If you own the A6600 or are considering one over the other, you will notice a substantial number of improvements in the A6700. These include a higher resolution, a revamped body design, and a speedier autofocus facilitated by the new AI processor. In the A6600 model, the screen was designed to flip upwards, making vlogging challenging, especially when a microphone was attached. For those keen on video shooting, the A6700 has 10-bit video, a feature previously exclusive to professional shooters. The A6700 is a highly recommended upgrade for those seeking more advanced manual control and a significantly superior picture quality that is evident even to the pixel-peepers.

3. Power & Storage

First, you must understand its power and storage requirements. The camera operates on Sony’s NPFZ100 battery, making it interchangeable with the FX and A7 line-up models. So, for those already owning an A7III or above, this camera fits right into your existing kit.

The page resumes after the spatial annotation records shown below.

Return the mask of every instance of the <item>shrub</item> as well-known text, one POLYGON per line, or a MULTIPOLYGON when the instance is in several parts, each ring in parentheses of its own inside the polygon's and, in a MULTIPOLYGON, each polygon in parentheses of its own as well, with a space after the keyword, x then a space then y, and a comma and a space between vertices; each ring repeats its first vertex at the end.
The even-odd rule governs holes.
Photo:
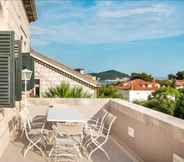
POLYGON ((99 98, 122 98, 120 92, 110 85, 105 85, 99 88, 99 98))
POLYGON ((71 87, 70 84, 62 82, 60 85, 49 88, 45 93, 46 97, 63 97, 63 98, 90 98, 91 94, 88 94, 82 87, 71 87))

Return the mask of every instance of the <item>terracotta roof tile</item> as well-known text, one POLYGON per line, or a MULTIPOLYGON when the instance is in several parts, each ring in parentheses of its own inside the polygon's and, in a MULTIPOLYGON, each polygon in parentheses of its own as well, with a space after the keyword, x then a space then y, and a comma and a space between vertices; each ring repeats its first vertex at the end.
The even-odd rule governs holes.
POLYGON ((115 85, 116 88, 122 90, 157 90, 160 85, 155 81, 147 82, 141 79, 135 79, 127 82, 121 82, 115 85))
POLYGON ((31 56, 35 59, 38 59, 41 62, 44 62, 46 64, 49 64, 50 66, 53 66, 54 68, 60 70, 60 71, 64 71, 65 73, 68 73, 70 75, 72 75, 73 77, 76 77, 77 79, 93 86, 93 87, 99 87, 98 82, 93 79, 93 77, 89 74, 81 74, 80 72, 77 72, 75 70, 73 70, 72 68, 61 64, 60 62, 51 59, 45 55, 40 54, 39 52, 35 51, 35 50, 31 50, 31 56))

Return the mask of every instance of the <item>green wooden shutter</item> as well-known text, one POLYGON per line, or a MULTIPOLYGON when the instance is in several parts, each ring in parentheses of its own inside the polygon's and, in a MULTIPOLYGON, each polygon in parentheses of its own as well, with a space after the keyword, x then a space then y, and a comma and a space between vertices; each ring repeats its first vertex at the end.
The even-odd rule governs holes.
POLYGON ((15 98, 16 101, 22 99, 22 55, 20 53, 20 41, 16 40, 14 44, 15 52, 15 98))
POLYGON ((0 31, 0 106, 15 104, 14 32, 0 31))

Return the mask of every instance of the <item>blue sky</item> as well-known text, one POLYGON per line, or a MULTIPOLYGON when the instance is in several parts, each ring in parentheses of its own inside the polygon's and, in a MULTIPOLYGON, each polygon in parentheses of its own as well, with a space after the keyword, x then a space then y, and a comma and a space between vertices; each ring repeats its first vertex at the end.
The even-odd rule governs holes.
POLYGON ((183 0, 37 0, 32 47, 88 72, 184 70, 183 0))

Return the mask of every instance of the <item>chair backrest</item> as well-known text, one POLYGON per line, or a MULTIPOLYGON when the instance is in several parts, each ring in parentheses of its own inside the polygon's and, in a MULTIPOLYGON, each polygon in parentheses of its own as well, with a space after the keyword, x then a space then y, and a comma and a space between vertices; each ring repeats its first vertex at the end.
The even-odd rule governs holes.
POLYGON ((104 123, 103 123, 103 127, 102 127, 102 133, 106 136, 106 138, 108 138, 108 136, 110 135, 110 131, 112 128, 113 123, 116 120, 116 116, 114 116, 112 113, 108 112, 108 114, 106 115, 105 119, 104 119, 104 123))

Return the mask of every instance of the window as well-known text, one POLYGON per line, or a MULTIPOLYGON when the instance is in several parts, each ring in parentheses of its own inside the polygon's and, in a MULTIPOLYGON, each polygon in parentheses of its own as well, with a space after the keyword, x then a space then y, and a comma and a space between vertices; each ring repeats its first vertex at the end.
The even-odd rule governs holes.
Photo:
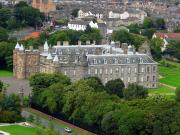
POLYGON ((127 58, 127 63, 130 63, 130 60, 129 60, 129 58, 127 58))
POLYGON ((89 75, 91 74, 91 69, 88 69, 88 74, 89 74, 89 75))
POLYGON ((95 72, 94 72, 95 74, 97 74, 97 69, 95 69, 95 72))
POLYGON ((141 68, 141 72, 142 72, 142 73, 144 72, 144 68, 143 68, 143 67, 141 68))
POLYGON ((131 73, 131 68, 128 68, 128 73, 131 73))
POLYGON ((128 83, 130 82, 130 80, 131 80, 130 77, 128 77, 128 83))
POLYGON ((102 69, 99 69, 99 73, 102 74, 102 69))
POLYGON ((106 69, 106 74, 108 74, 108 69, 106 69))
POLYGON ((106 59, 104 59, 104 64, 107 64, 107 60, 106 59))
POLYGON ((137 73, 137 68, 134 68, 134 72, 137 73))
POLYGON ((111 74, 113 73, 112 68, 111 68, 111 70, 110 70, 110 73, 111 73, 111 74))
POLYGON ((116 73, 118 73, 119 72, 119 68, 116 68, 116 73))
POLYGON ((94 59, 94 64, 97 64, 97 60, 96 59, 94 59))
POLYGON ((108 80, 107 80, 107 78, 105 78, 105 83, 107 83, 108 82, 108 80))
POLYGON ((137 81, 137 77, 134 77, 134 82, 136 82, 137 81))
POLYGON ((147 76, 147 82, 149 81, 149 76, 147 76))
POLYGON ((149 67, 147 67, 147 72, 148 72, 148 73, 150 72, 150 68, 149 68, 149 67))
POLYGON ((114 59, 114 63, 115 63, 115 64, 118 64, 118 60, 117 60, 117 59, 114 59))

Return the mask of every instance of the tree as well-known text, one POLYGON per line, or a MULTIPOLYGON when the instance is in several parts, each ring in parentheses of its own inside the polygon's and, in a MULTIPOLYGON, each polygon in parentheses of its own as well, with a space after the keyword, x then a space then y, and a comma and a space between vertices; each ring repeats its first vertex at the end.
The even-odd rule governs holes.
POLYGON ((0 80, 0 93, 2 92, 3 90, 3 82, 0 80))
POLYGON ((131 33, 135 33, 135 34, 139 34, 140 32, 140 28, 139 28, 139 25, 136 23, 136 24, 130 24, 128 26, 129 28, 129 32, 131 33))
POLYGON ((154 25, 154 24, 153 24, 152 18, 146 17, 146 18, 144 19, 143 27, 144 27, 145 29, 147 29, 147 28, 152 28, 153 25, 154 25))
POLYGON ((111 111, 104 115, 101 128, 105 135, 119 135, 119 111, 111 111))
POLYGON ((171 40, 168 44, 164 54, 180 60, 180 40, 171 40))
POLYGON ((156 27, 158 29, 165 29, 165 21, 163 18, 157 18, 156 19, 156 27))
POLYGON ((76 17, 78 16, 78 11, 79 11, 78 8, 74 9, 74 10, 71 12, 71 15, 72 15, 74 18, 76 18, 76 17))
POLYGON ((148 96, 148 90, 143 86, 132 83, 123 90, 123 95, 126 100, 141 99, 148 96))
POLYGON ((150 41, 150 49, 153 59, 156 61, 160 61, 162 59, 161 56, 161 46, 163 45, 163 40, 160 38, 153 38, 150 41))
POLYGON ((126 30, 114 31, 112 34, 112 40, 120 41, 121 43, 130 43, 130 33, 126 30))
POLYGON ((110 80, 106 83, 106 90, 110 94, 116 94, 119 97, 123 97, 124 83, 121 79, 110 80))
POLYGON ((85 78, 85 81, 95 91, 103 91, 104 90, 104 86, 98 77, 88 77, 88 78, 85 78))
POLYGON ((180 88, 176 88, 176 97, 175 97, 177 102, 180 102, 180 88))
POLYGON ((8 8, 1 8, 0 9, 0 26, 7 27, 7 21, 12 16, 12 12, 8 8))
POLYGON ((8 40, 8 33, 7 30, 0 27, 0 42, 1 41, 7 41, 8 40))

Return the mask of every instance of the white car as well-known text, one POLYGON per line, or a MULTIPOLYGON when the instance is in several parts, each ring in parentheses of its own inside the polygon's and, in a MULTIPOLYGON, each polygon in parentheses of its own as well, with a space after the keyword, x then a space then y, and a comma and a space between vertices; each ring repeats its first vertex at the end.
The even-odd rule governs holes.
POLYGON ((68 128, 68 127, 65 127, 64 130, 65 130, 66 132, 68 132, 68 133, 71 133, 71 132, 72 132, 72 130, 71 130, 70 128, 68 128))

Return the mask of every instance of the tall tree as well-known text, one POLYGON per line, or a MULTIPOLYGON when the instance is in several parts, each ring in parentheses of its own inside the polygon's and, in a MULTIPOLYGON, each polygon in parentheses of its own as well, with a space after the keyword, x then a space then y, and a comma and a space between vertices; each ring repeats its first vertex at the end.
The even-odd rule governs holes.
POLYGON ((127 88, 123 90, 124 98, 127 100, 141 99, 148 96, 148 90, 143 86, 135 83, 129 84, 127 88))
POLYGON ((106 90, 110 94, 116 94, 119 97, 123 97, 124 83, 121 79, 110 80, 106 83, 106 90))

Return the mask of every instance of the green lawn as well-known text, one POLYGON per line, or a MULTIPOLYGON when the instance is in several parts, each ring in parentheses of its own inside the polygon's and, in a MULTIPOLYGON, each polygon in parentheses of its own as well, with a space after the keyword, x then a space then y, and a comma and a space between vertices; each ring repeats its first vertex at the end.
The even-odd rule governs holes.
POLYGON ((166 61, 176 67, 159 66, 159 73, 163 77, 160 79, 161 83, 171 86, 180 87, 180 63, 166 61))
POLYGON ((36 135, 38 129, 19 126, 19 125, 11 125, 11 126, 0 126, 0 130, 4 132, 8 132, 10 133, 10 135, 36 135))
MULTIPOLYGON (((30 109, 30 108, 26 108, 25 110, 28 111, 28 112, 30 112, 30 113, 33 114, 33 115, 36 115, 36 116, 38 116, 38 117, 41 117, 41 118, 46 119, 46 120, 49 121, 49 118, 47 118, 46 115, 39 114, 38 112, 35 112, 35 111, 33 111, 32 109, 30 109)), ((53 125, 56 125, 56 126, 60 127, 60 128, 69 127, 66 123, 61 123, 61 122, 56 121, 56 120, 51 120, 51 121, 49 121, 49 122, 50 122, 51 124, 53 124, 53 125)), ((80 131, 80 130, 78 130, 78 129, 76 129, 76 128, 72 128, 72 127, 70 127, 70 128, 72 129, 72 132, 73 132, 74 134, 78 134, 78 135, 87 135, 87 134, 88 134, 86 131, 80 131)))
POLYGON ((13 73, 7 70, 0 70, 0 77, 11 77, 13 73))
POLYGON ((149 95, 164 95, 170 99, 174 99, 175 90, 166 86, 159 86, 157 89, 149 89, 149 95))

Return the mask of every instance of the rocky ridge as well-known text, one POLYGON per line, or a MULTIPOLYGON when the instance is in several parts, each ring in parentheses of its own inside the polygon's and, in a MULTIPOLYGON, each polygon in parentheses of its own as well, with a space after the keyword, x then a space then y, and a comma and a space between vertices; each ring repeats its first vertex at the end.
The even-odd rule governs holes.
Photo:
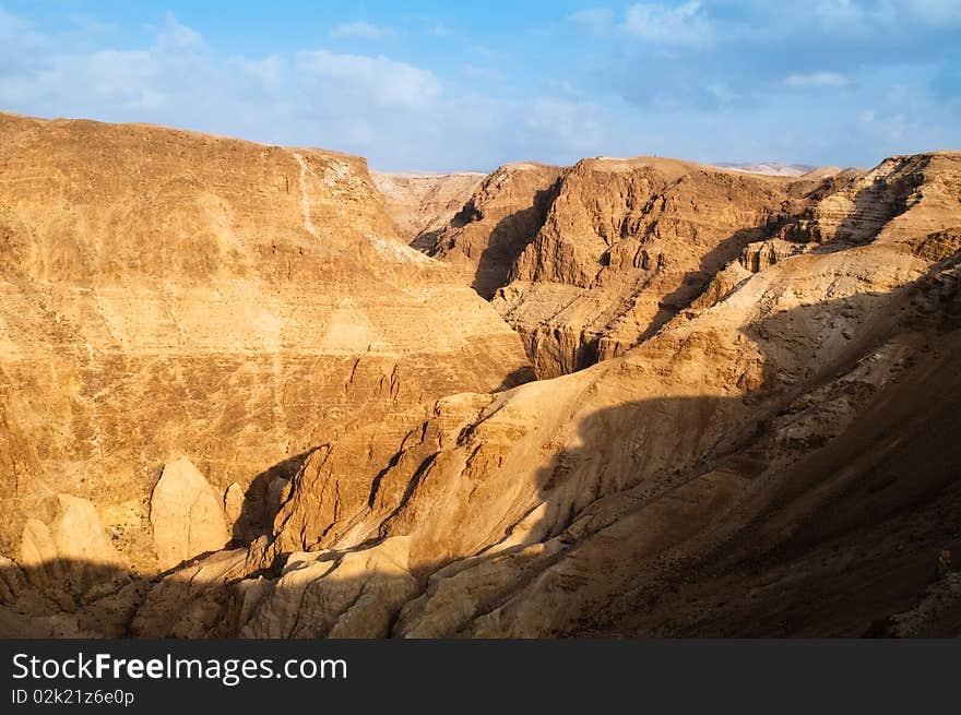
MULTIPOLYGON (((514 258, 494 302, 518 290, 530 349, 553 319, 534 311, 570 290, 580 303, 557 325, 597 331, 588 367, 568 357, 583 337, 555 339, 538 370, 566 374, 462 382, 395 429, 367 413, 366 441, 332 432, 265 473, 263 533, 163 572, 118 567, 97 510, 60 500, 0 563, 0 631, 957 632, 944 555, 961 548, 961 154, 824 179, 666 159, 488 179, 444 229, 444 250, 466 259, 452 273, 475 279, 511 202, 534 208, 498 240, 514 258), (61 553, 63 524, 85 535, 82 553, 61 553), (75 585, 84 570, 111 586, 75 585)), ((233 484, 164 458, 179 496, 158 510, 235 520, 233 484), (204 484, 224 494, 216 507, 204 484)))

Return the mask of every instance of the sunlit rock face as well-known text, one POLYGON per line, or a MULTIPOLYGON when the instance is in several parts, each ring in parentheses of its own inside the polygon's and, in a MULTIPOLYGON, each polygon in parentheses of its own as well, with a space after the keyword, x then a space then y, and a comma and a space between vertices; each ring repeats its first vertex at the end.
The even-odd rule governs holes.
POLYGON ((518 336, 398 239, 360 158, 12 115, 0 136, 4 553, 64 493, 167 568, 193 556, 154 545, 169 454, 218 502, 247 493, 249 537, 310 450, 392 452, 437 397, 524 379, 518 336))

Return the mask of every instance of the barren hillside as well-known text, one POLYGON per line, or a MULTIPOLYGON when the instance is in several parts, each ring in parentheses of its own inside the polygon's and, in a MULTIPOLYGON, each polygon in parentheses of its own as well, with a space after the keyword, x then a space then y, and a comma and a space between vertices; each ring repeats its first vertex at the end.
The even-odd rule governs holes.
POLYGON ((435 260, 359 159, 3 121, 0 633, 961 633, 961 154, 510 165, 435 260))

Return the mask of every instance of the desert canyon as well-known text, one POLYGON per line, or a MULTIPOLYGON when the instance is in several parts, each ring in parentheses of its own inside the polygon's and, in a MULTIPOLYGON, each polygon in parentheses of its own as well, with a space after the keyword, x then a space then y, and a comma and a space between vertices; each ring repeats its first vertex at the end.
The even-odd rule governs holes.
POLYGON ((0 136, 0 635, 961 635, 961 153, 0 136))

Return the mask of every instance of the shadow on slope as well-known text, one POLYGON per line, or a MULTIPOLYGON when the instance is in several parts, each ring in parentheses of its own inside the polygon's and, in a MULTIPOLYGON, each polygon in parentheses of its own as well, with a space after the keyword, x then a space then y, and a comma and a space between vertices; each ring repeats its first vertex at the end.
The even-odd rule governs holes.
MULTIPOLYGON (((487 593, 471 619, 512 601, 523 606, 553 580, 579 609, 577 622, 559 624, 555 635, 877 632, 873 624, 917 601, 937 575, 937 555, 961 547, 961 377, 953 368, 961 315, 952 290, 921 299, 909 286, 865 296, 864 310, 885 317, 881 323, 890 318, 887 330, 865 330, 817 371, 806 367, 809 355, 768 356, 757 394, 634 401, 584 418, 580 445, 535 475, 546 510, 533 540, 557 539, 560 552, 487 593), (938 311, 927 309, 932 301, 938 311), (866 392, 841 380, 892 333, 911 330, 924 331, 926 342, 902 377, 866 392), (790 379, 779 371, 785 367, 790 379), (818 392, 826 385, 827 394, 818 392), (802 439, 783 429, 805 417, 796 409, 805 395, 804 409, 824 418, 827 433, 802 439), (839 400, 854 416, 832 433, 832 413, 823 410, 839 400), (574 568, 565 572, 566 564, 574 568)), ((838 309, 782 312, 763 332, 798 335, 838 309)), ((423 487, 423 479, 413 484, 408 498, 423 487)), ((363 550, 318 561, 337 564, 363 550)), ((482 552, 475 565, 502 556, 482 552)), ((333 580, 320 574, 284 594, 270 580, 315 568, 310 562, 284 557, 261 580, 241 582, 245 557, 238 549, 199 558, 193 564, 205 572, 181 568, 159 592, 164 574, 7 562, 0 635, 236 635, 260 588, 293 609, 277 615, 289 623, 282 635, 385 636, 402 604, 425 588, 429 597, 427 577, 451 561, 423 561, 413 575, 333 570, 333 580), (145 609, 152 588, 156 600, 145 609), (403 598, 391 600, 399 593, 403 598), (341 628, 345 620, 349 627, 341 628)), ((470 624, 454 632, 470 633, 470 624)))

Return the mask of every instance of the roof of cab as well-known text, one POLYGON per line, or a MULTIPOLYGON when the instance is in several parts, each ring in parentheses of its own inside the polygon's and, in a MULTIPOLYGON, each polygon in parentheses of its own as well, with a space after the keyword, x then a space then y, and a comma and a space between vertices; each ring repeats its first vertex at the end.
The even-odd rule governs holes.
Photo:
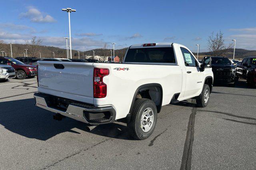
POLYGON ((170 45, 172 45, 172 43, 156 43, 156 45, 148 46, 143 47, 143 44, 148 43, 140 43, 138 44, 133 45, 131 46, 130 48, 152 48, 156 47, 168 47, 170 45))

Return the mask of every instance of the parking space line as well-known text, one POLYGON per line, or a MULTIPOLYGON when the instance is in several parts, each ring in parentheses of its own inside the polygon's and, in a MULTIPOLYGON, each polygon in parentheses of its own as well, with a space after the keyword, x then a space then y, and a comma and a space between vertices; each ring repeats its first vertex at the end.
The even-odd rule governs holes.
POLYGON ((17 83, 20 83, 19 82, 19 83, 9 83, 9 84, 4 84, 4 85, 12 85, 13 84, 17 84, 17 83))
POLYGON ((16 82, 16 83, 8 83, 8 84, 4 84, 3 85, 0 85, 0 86, 4 85, 12 85, 12 84, 17 84, 17 83, 22 83, 30 82, 30 81, 36 81, 36 80, 32 80, 31 81, 22 81, 22 82, 16 82))

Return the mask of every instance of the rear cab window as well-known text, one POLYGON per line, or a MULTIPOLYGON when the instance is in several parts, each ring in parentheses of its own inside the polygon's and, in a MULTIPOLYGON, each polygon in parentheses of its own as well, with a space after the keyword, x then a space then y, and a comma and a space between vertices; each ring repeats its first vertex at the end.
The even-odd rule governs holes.
POLYGON ((129 48, 125 62, 176 63, 172 47, 129 48))
POLYGON ((185 65, 190 67, 197 67, 197 62, 192 54, 187 49, 183 47, 180 47, 181 53, 183 56, 185 65))
POLYGON ((256 65, 256 58, 252 58, 252 65, 256 65))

The Sony A6700 includes a single SD card slot that accepts SDXC cards, both UHS-I and UHS-II. For the best experience, especially while shooting in 4K at 120fps or using the S&Q modes, Sony recommends a V60 or higher SD card. My personal choice? The OWC Atlas Ultra V90 card is known for its super speed and cost-effectiveness. Trust me; it delivers beautifully and records swiftly with ease.

And best of all — it’s packed with easy-to-use WiFi capabilities using 80.11ac 2x2 MIMO (or the Superspeed USB 10GBS) straight to your phone or Sony’s Creators’ Cloud.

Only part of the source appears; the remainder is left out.